Different types of proximity sensors are available to measure very small distances. Examples of proximity sensors include capacitance and optical gauges. These proximity sensors have serious shortcomings when used in photolithography systems because physical properties of materials deposited on wafers may impact the precision of these devices. For example, capacitance gauges, being dependent on the concentration of electric charges, can yield spurious proximity readings in locations where one type of material (e.g., metal) is concentrated. Another class of problems occurs when exotic wafers made of non-conductive and/or photosensitive materials, such as Gallium Arsenide (GaAs) and Indium Phosphide (InP), are used. In these cases, capacitance and optical gauges may provide spurious results.
U.S. Pat. No. 4,953,388, entitled Air Gauge Sensor, issued Sep. 4, 1990 to Andrew Barada (“'388 Patent”), and U.S. Pat. No. 4,550,592, entitled Pneumatic Gauging Circuit, issued Nov. 5, 1985 to Michel Deschape (“'592 Patent”), disclose an alternative approach to proximity sensing that uses an air gauge sensor. U.S. Pat. Nos. 4,953,388 and 4,550,592 are incorporated herein by reference in their entireties. These sensors use reference and measurement nozzles to emit an air flow onto reference and measurement surfaces and measure back pressure differences within the sensors to measure the distance between the measurement nozzle and the measurement surface.
Furthermore, principles of pneumatic gauging are discussed in Burrows, V. R., The Principles and Applications of Pneumatic Gauging, FWP Journal, October 1976, pp. 31-42, which is incorporated herein by reference in its entirety. An air gauge sensor is not vulnerable to concentrations of electric charges or electrical, optical and other physical properties of a wafer surface. Current semiconductor manufacturing, however, requires that proximity is gauged with high precision on the order of nanometers. Earlier versions of air gauge sensors, however, often do not meet today's lithography requirements for precision.
Air gauges proximity sensors operate on the principle that changes in back pressure of a nozzle close to a surface can be set up to be proportional to changes in the distance to the surface. This process involves supplying pressurized air to the device, and then blowing that air out a nozzle and against the surface to be measured.

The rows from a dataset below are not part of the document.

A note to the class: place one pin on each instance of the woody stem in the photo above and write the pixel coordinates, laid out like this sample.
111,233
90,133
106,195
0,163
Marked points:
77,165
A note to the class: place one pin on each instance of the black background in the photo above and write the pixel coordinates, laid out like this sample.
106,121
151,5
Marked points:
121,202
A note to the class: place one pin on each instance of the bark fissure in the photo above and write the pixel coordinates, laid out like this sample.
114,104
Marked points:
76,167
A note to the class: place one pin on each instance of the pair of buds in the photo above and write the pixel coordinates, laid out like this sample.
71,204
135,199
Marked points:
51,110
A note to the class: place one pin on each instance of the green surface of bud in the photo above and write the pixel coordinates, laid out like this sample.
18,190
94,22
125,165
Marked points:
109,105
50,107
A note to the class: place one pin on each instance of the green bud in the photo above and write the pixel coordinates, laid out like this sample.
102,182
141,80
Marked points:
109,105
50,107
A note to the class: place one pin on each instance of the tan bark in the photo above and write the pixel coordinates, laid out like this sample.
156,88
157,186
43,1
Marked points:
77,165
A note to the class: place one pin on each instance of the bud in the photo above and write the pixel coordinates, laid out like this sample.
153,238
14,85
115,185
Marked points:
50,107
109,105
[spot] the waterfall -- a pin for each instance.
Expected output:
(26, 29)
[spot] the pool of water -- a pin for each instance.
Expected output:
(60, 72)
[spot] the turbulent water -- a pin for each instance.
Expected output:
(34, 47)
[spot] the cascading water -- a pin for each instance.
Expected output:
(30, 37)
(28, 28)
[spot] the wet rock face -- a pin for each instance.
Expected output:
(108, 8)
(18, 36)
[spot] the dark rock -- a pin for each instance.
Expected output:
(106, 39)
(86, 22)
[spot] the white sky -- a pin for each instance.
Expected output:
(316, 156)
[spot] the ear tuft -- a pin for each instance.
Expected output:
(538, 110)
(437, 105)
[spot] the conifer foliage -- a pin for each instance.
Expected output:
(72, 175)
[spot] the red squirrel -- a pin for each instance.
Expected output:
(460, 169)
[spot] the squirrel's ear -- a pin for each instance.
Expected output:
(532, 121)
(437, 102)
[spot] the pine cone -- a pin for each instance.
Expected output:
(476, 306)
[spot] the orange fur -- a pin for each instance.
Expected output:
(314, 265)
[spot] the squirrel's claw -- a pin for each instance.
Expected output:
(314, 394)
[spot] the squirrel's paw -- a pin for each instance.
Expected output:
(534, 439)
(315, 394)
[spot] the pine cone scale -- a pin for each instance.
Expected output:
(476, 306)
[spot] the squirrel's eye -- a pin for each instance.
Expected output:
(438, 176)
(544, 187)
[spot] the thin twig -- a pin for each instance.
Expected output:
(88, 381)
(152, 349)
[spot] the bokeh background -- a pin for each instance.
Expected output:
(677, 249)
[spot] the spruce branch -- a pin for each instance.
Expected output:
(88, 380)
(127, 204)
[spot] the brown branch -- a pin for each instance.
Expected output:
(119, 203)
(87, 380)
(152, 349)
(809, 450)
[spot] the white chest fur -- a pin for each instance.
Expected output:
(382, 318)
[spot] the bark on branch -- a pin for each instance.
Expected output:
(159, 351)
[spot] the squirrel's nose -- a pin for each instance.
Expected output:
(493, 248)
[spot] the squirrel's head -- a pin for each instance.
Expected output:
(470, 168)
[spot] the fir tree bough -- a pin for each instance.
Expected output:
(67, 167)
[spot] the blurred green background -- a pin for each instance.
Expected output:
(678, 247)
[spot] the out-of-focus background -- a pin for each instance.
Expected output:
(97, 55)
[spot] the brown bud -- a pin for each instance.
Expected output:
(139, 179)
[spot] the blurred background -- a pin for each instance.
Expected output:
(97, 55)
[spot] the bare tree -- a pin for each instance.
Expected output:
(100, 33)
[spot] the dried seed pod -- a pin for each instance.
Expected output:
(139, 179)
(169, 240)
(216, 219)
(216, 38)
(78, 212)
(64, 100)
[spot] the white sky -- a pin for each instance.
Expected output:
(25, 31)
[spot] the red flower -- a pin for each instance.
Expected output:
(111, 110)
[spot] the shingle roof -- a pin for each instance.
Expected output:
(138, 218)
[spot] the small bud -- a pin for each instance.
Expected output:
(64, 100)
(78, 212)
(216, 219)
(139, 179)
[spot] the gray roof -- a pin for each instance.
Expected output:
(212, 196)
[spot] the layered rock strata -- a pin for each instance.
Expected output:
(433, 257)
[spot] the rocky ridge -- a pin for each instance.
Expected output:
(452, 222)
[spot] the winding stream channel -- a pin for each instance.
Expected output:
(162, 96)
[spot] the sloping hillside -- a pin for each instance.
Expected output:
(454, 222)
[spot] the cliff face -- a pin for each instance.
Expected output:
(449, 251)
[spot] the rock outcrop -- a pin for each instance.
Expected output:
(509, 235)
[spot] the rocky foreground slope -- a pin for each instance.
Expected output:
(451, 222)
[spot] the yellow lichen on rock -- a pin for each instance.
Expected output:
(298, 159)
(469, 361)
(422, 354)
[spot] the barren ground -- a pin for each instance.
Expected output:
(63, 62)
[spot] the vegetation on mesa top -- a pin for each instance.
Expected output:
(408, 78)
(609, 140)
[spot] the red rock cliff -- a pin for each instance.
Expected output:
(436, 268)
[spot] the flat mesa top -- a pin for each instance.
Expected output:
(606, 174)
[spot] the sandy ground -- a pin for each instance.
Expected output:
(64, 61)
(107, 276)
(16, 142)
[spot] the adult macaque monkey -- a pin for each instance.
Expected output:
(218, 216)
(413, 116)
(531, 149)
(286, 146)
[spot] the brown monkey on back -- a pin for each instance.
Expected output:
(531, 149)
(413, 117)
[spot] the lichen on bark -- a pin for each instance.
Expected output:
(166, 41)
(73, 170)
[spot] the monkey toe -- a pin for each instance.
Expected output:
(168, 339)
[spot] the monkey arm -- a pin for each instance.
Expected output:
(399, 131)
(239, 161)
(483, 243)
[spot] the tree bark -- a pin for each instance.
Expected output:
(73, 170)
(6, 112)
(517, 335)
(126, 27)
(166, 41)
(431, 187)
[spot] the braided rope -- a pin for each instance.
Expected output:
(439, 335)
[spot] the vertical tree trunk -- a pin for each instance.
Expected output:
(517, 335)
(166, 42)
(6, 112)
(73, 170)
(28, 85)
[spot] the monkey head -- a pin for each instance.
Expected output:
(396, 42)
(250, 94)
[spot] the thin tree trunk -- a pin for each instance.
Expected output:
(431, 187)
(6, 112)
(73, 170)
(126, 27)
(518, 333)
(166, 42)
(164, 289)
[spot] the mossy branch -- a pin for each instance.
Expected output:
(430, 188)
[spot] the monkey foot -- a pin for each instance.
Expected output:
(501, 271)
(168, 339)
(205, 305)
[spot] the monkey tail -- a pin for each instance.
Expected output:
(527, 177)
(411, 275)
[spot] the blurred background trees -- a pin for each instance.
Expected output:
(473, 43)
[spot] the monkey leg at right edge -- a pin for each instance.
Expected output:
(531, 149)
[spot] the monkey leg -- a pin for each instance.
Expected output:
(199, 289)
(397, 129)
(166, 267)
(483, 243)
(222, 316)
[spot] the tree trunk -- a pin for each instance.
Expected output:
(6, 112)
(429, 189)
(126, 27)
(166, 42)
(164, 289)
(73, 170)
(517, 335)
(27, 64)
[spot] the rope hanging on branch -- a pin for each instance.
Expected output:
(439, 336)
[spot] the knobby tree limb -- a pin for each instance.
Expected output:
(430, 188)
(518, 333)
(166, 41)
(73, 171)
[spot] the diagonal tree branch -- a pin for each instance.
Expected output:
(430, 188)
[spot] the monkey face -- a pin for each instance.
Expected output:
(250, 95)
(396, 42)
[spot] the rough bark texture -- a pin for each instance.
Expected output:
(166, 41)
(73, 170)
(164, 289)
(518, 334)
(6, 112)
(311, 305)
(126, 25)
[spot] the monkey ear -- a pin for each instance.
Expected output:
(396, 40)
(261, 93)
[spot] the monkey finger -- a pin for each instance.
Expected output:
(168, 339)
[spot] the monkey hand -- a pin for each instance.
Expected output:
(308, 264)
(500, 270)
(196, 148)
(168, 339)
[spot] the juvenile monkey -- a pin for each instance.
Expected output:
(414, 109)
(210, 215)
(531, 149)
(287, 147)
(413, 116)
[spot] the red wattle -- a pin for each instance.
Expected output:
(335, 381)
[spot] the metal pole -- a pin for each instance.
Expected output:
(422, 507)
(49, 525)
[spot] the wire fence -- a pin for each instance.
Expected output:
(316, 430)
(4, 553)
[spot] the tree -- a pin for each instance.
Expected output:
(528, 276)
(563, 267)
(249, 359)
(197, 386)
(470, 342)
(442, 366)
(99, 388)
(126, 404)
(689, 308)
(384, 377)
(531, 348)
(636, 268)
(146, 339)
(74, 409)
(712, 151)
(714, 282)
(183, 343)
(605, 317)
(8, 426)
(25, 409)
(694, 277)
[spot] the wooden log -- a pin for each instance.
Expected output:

The resist used in microlithography are sensitive to the atmospheric environment. Often, the air needs to be specially conditioned in order to keep the resist in the proper chemical state. Additionally, the sensing systems (often interferometers) used to control the stages the wafers ride on can also be very sensitive to the content and temperature of the air they work in. Complex air conditioned supplies are developed to meet these needs inside microlithography equipment. Different wavelengths also require different chemical criteria, which can require altering a sensor's infrastructure.
The gas used within a gas gauge proximity sensor must be carefully conditioned so as not to interfere with the chemical or sensing systems. Maintaining the chemical and thermal properties of the gas can be difficult. Similar considerations and operational challenges impact proximity sensors used within immersion lithography systems.
What are needed are systems and methods for diminishing the challenges associated with maintaining the chemical and thermal properties of the gas or liquid used within a gas gauge or liquid flow proximity sensor.